Filme: O Sol Enganador
Produção: Rússia, 1994
Direção: Nikita Mikhalkov
Elenco: Nikita Mikhalkov, Nadia
Estréia: Estação Lumière/sala 2, Bristol

Militante nacionalista na cindida Rússia de Ieltsin, Nikita Mikhalkov é hoje curiosamente o cineasta russo de maior prestígio internacional, superando de longe seu cosmopolita irmão Andrei Konchalovski ("Os Amantes de Maria"). Com seus dois últimos filmes, Mikhalkov acumulou o Oscar, o Felix europeu, um Leão de Ouro em Veneza e um Prêmio Especial do Júri em Cannes.
O último deles, "O Sol Enganador", estréia na esteira de sua premiação com o Oscar de melhor filme de língua não-inglesa. Mikhalkov fez tudo: escreveu, dirigiu e protagoniza ao lado de sua filha de seis anos, Nadia. Tudo se passa num único domingo de 1936. A data é fundamental, marcando o auge da fúria persecutória stalinista na então URSS.
Mikhalkov interpreta o expansivo coronel revolucionário Kotov, que encontramos num dia de repouso familiar. Dimitri, ex-namorado de juventude de sua mulher, vai subitamente visitá-los, depois de passar dez anos sem dar notícias. Refinado e cosmopolita, o ex-músico Dimitri demora a revelar-se agente da polícia política.
O tempo é então ocupado por uma série de episódios menores do cotidiano idílico da família de Kotov. "O Sol Enganador" mistura assim o retrato tchecoviano de costumes de "Olhos Negros" (1987) com o nacional-populismo russo de "Urga" (1991). Stálin parece como não mais que um fantasma distante, misterioso e inacessível.
O contraste não poderia ser maior com a visão da era stalinista levada recentemente às telas pelo mano Konchalovski em "O Círculo do Poder" (1992, disponível em vídeo). Lá, a história do projecionista particular de filmes para o ditador apresentava um retrato de um tirano de carne e osso, por vezes até simpático, contra um background de sombras, fome e terror. Aqui, um impalpável e mítico líder paira sobre a alegre rotina de uma luminosa casa de campo.
O atraso na revelação no novo papel de carrasco do diabo cumprido por Dimitri esvazia um pouco a dupla tensão entre o drama existencial (um amigo traidor) e o político (o absurdo dos processos e execuções stalinistas).
Elegantemente acadêmico, como toda a obra de Mikhalkov, "O Sol Enganador" acaba por superar o império da monotonia graças ao nível elevadíssimo das interpretações e ao impacto de seu desfecho. O cinema pós-soviético vai custar a produzir releitura mais melancólica e russocêntrica do stalinismo.
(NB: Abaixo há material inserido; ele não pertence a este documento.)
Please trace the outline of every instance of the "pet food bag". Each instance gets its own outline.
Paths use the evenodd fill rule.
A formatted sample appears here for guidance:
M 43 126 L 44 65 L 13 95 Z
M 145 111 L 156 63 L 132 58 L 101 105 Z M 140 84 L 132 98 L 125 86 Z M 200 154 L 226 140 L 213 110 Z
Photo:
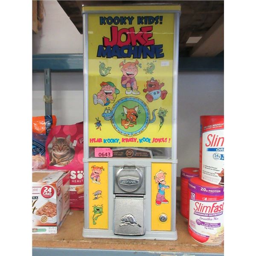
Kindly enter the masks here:
M 70 171 L 70 207 L 84 209 L 83 122 L 52 128 L 46 142 L 48 169 Z
M 52 127 L 56 125 L 55 116 L 32 118 L 32 169 L 47 169 L 45 143 Z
Texto Anterior: 'Epidemia' inventa 'serial killer' molecular
Próximo Texto: 'Sábado' observa contradições do Brasil
Índice


Clique aqui para deixar comentários e sugestões para o ombudsman.


Copyright Empresa Folha da Manhã S/A. Todos os direitos reservados. É proibida a reprodução do conteúdo desta página em qualquer meio de comunicação, eletrônico ou impresso, sem autorização escrita da Folhapress.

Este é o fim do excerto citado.